Some of the targets have been happy to hit back.

Representative Adam B. Schiff, a California Democrat and vocal critic of the administration who heads the House Intelligence Committee, is among those facing pressure from the White House to resign. Asked by a reporter Monday evening whether he feared that Republicans would keep up the pummeling in a public hearing on Russia hosted by his committee on Thursday, Mr. Schiff laughed.

“I’ve gotten used to the attacks from Trump and his allies in Congress,” he said. “There’s nothing particularly new or novel about that.”

After two years of the media being burned by Schiff’s confident statements of “collusion,” one would expect a little criticism of the Democrat -- or maybe not.

The reporters found another wholly objective Democrat to warn Trump off gloating:

Joe Lockhart, a Democratic strategist who was President Bill Clinton’s press secretary when he was impeached, said in an interview that the White House was playing a dangerous game by declaring full victory and going on the attack before the full results of Mr. Mueller’s report -- including full details on the actions Mr. Trump took during the course of the investigation -- became public.

Likening this White House’s victory celebration to President George W. Bush’s premature “Mission Accomplished” declaration during the Iraq war, Mr. Lockhart said the administration has “left it wide open for every new development to be a big story.” He added: “I just think they struck the exact wrong tone. Right now it can only go one way, which is bad for them.”

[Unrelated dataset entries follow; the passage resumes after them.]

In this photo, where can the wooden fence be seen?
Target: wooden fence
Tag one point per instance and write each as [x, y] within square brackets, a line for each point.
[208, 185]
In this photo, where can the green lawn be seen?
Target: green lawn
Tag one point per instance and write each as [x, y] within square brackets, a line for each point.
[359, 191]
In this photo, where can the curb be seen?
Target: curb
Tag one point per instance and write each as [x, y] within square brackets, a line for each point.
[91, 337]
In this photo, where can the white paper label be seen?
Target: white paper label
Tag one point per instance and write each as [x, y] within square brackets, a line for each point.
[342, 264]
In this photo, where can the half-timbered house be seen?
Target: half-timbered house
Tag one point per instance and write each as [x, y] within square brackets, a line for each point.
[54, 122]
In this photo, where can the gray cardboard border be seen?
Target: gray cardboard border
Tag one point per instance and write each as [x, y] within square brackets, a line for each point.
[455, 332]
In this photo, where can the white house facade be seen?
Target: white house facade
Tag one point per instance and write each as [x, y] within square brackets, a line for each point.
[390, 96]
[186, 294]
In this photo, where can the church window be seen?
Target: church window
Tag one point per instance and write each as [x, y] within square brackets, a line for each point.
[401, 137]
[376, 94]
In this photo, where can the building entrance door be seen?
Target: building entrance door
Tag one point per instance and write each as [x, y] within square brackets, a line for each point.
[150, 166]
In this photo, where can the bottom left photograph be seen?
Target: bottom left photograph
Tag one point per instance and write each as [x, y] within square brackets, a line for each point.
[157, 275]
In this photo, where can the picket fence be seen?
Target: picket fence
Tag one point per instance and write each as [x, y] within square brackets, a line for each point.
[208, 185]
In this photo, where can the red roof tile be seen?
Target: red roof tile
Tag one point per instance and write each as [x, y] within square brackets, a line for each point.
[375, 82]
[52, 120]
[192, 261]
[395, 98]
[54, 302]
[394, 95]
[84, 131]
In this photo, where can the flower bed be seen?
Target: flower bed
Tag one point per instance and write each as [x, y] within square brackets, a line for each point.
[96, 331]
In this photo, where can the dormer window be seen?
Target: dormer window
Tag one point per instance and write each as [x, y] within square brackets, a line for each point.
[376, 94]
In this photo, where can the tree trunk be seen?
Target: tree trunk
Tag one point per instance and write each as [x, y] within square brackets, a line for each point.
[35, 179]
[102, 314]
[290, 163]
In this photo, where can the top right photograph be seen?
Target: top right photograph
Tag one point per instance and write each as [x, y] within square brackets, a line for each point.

Or so The Times is hoping.

Peter Baker’s front-page “news analysis,” “Inquiry Erases A Line Drawn by Watergate – An Opening to Broader Powers for Presidents” fretted over Trump violating “unwritten...norms,” which doesn’t sound actionable, and in any case is not exactly the “collusion” that The Times and other outlets have long hinted at if not promised:

Mr. Mueller’s decision to not take a position on whether Mr. Trump’s many norm-shattering interventions in the law enforcement system constituted obstruction of justice means that future occupants of the White House will feel entitled to take similar actions. More than perhaps any other outcome of the Mueller investigation, this may become its most enduring legacy....To Mr. Trump’s critics, however, the development represents a dangerous degradation of the rule of law, handing a president almost complete leeway to thwart any effort by federal law enforcement authorities to scrutinize his actions almost as if he were a king.

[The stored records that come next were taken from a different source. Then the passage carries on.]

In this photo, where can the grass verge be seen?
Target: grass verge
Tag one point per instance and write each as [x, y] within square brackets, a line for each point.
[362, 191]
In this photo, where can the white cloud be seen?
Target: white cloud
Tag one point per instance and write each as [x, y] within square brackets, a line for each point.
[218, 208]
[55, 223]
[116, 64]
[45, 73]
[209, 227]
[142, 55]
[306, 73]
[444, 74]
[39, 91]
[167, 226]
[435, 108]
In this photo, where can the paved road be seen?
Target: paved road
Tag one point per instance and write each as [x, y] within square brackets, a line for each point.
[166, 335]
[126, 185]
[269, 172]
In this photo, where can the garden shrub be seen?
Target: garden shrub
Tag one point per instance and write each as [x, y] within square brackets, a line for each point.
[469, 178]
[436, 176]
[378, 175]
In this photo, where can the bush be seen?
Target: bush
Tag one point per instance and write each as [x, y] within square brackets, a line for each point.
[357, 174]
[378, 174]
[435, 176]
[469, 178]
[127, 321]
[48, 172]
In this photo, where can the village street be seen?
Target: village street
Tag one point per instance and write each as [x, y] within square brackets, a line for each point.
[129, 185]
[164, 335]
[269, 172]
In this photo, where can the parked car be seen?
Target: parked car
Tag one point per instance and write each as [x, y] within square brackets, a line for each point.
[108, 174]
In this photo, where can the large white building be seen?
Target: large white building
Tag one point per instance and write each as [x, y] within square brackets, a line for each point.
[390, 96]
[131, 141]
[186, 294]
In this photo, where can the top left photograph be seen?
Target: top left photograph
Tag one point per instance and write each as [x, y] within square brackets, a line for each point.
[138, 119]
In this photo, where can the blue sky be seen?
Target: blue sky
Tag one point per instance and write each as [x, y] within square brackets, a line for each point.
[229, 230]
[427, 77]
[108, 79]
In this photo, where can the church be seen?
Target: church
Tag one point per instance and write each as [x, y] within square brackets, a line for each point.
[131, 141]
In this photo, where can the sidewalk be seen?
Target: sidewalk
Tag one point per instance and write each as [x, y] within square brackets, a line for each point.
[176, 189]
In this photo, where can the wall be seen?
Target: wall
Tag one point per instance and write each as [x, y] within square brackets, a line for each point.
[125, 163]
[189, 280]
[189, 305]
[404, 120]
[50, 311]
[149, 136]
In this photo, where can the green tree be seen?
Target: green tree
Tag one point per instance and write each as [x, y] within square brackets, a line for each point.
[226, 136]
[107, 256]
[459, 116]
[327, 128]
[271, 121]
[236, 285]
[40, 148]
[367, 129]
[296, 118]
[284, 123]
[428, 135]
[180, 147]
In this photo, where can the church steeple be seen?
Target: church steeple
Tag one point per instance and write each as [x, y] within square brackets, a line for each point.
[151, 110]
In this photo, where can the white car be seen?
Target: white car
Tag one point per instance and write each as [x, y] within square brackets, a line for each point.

In the same edition, tech writer turned columnist Farhad Manjoo said the whole “collusion” trail led the left upon a time-wasting side quest, while ignoring the real target: Trump’s racism and sexism:

....Collusion was a seductive and convenient delusion. For many Americans, the simple truth that Mr. Trump really had won was too terrible to bear. The ease with which a racist, misogynist, serial con man had slipped past every gatekeeper in American life suggested something deeply sick at the core of our society.

But fear not, there is hope for the Democrats. Wednesday’s lead story, “Move to Nullify Health Care Act Roils Democrats,” by Sheryl Gay Stolberg and Robert Pear had this cheery text box summary: “A chance to shift the conversation from the Mueller report.” Here's more:

The Trump administration’s decision to ask a federal appeals court to invalidate the Affordable Care Act has given House Democrats a new opening to pursue what they see as a winning political strategy: moving past talk of impeachment to put kitchen-table issues like health care front and center. The notice to the court, filed late Monday by the Justice Department, could not have come at a more opportune time for Democrats....The Justice Department’s move caught both parties by surprise, and put Republicans in a very awkward position.

And Mueller’s report doesn’t put Democrats in one?